Platinum (Pt), palladium (Pd), iridium (Ir), osmium (Os), rhodium (Rh), and ruthenium (Ru) are all rare, unreactive metals with similar physical and chemical properties. They are grouped together as platinum group metals (PGMs). They have many uses: catalysts (particularly in automotive catalytic converters), jewelry, chemotherapy drugs, high temperature alloys, etc… Most of these metals are refined from the byproducts of nickel, gold, and copper mining, particularly, the anode slimes from electrochemical purification. These residues are concentrated in base metals, metalloids, and salts that make refining and separating the PGMs a long, energy intensive process. Some of these streams can contain up to 50,000 ppm of dissolved metals, with only 10 ppm of PGMs.

Solution:

ElectraMet systems allow operators to upend their PGM process flows by directly and selectively reducing dissolved PGMs from anode slimes.

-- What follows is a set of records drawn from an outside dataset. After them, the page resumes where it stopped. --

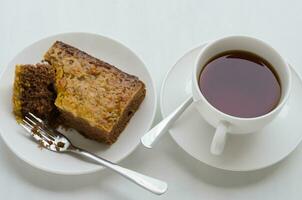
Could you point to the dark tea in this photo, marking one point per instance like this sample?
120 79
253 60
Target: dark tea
241 84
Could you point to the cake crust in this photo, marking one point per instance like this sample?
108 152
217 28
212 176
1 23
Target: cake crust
33 91
93 96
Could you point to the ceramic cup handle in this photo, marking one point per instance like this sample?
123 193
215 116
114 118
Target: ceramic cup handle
219 139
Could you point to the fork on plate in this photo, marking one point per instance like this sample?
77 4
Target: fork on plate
55 141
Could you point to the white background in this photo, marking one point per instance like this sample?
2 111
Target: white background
160 32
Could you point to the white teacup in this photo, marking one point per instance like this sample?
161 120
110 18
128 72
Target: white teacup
225 123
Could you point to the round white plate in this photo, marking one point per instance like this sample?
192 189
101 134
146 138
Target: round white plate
101 47
242 153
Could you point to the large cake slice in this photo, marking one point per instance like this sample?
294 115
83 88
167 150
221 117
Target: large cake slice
93 96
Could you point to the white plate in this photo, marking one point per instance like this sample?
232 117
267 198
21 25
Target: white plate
101 47
244 152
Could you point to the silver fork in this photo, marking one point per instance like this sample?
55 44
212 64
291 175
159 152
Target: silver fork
55 141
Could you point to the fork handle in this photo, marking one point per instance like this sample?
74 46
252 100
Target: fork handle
153 185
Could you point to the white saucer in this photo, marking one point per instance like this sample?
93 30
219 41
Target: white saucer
244 152
104 48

Precious metal is accumulated onto exchangeable cartridges, which can then be disassembled to recover PGM-loaded electrodes. Low concentrations and high flows aren’t an obstacle for ElectraMet, as we offer scalable systems and a suite of offerings for different concentration ranges.

Benefits:

· Simplify the recovery of value from PGM-bearing residues.
· Eliminate process steps while achieving equivalent or better recovery, with less operator time.
· Maintain full custody of your metals by requesting on-site disassembly for loaded cartridges.